I ricercatori hanno verificato che dagli anni '80 in gran parte dell'Inghilterra sud-orientale e orientale le temperature sono aumentate di 1°C durante la stagione di coltivazione della vite. Entro il 2040 si prevede che le temperature aumenteranno di altri 1,4°C, il che, secondo lo studio, è una buona notizia per la diversificazione del vino inglese.

"Si amplia l'area di idoneità del Pinot Nero per la produzione di spumante, ma si apriranno anche nuove aree all'interno del 'range di idoneità della temperatura della stagione di crescita' per la produzione di Pinot Nero fermo e per varietà come il Sauvignon Blanc, il Riesling e il Semillon, che attualmente sono poco coltivate nel Regno Unito", ha dichiarato Alistair Nesbitt, autore principale dello studio.

"Chiunque stia pensando di investire in un vigneto nel Regno Unito - ha aggiunto - può ora trarre vantaggio da queste conoscenze attraverso consigli sulle migliori posizioni, sia ora che nelle future condizioni di cambiamento climatico".

La ricerca del team esplora con un livello di dettaglio senza precedenti come le diverse aree dell'Inghilterra e del Galles saranno probabilmente influenzate dal cambiamento climatico e cosa potrebbe significare per la coltivazione in queste zone. Questa banca di informazioni permette di prevedere con un certo grado di certezza il risultato di una determinata annata.

Secondo i risultati dello studio, nel 60-75% degli anni da oggi al 2040, le aree dell'East Anglia, del Lincolnshire, dell'Inghilterra centro-meridionale, del Galles nord-orientale e le zone costiere dell'Inghilterra sud-occidentale e del Galles meridionale godranno delle condizioni quasi perfette del 2018, una delle migliori annate per lo spumante inglese.

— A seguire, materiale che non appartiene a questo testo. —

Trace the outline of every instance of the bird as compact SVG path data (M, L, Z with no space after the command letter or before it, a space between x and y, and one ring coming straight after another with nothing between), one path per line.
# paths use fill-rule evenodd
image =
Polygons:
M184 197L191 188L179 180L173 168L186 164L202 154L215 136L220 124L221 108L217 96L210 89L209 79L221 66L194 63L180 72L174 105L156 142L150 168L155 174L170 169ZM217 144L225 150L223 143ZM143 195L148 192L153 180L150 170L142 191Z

Nel frattempo, si prevede che vaste aree dell'Inghilterra sud-orientale e orientale entreranno per la prima volta in un intervallo di temperatura adatto alla produzione di Pinot Nero rosso fermo. "Abbiamo dimostrato che in alcune aree del Regno Unito l'annata eccezionale del 2018 diventerà la norma e che le temperature di coltivazione delle uve della regione dello Champagne dal 1999 al 2018 sono previste in un'area in espansione dell'Inghilterra nel periodo 2021-2040", ha dichiarato Nesbitt.

Tuttavia, i ricercatori hanno messo in guardia dal "bloccare" una produzione che non può adattarsi alle mutevoli condizioni di crescita, poiché il clima britannico "può ancora essere imprevedibile". La variabilità climatica da un anno all'altro rimarrà, compreso il rischio di gelate all'inizio della stagione, anche se le tendenze a lungo termine sono decisamente positive.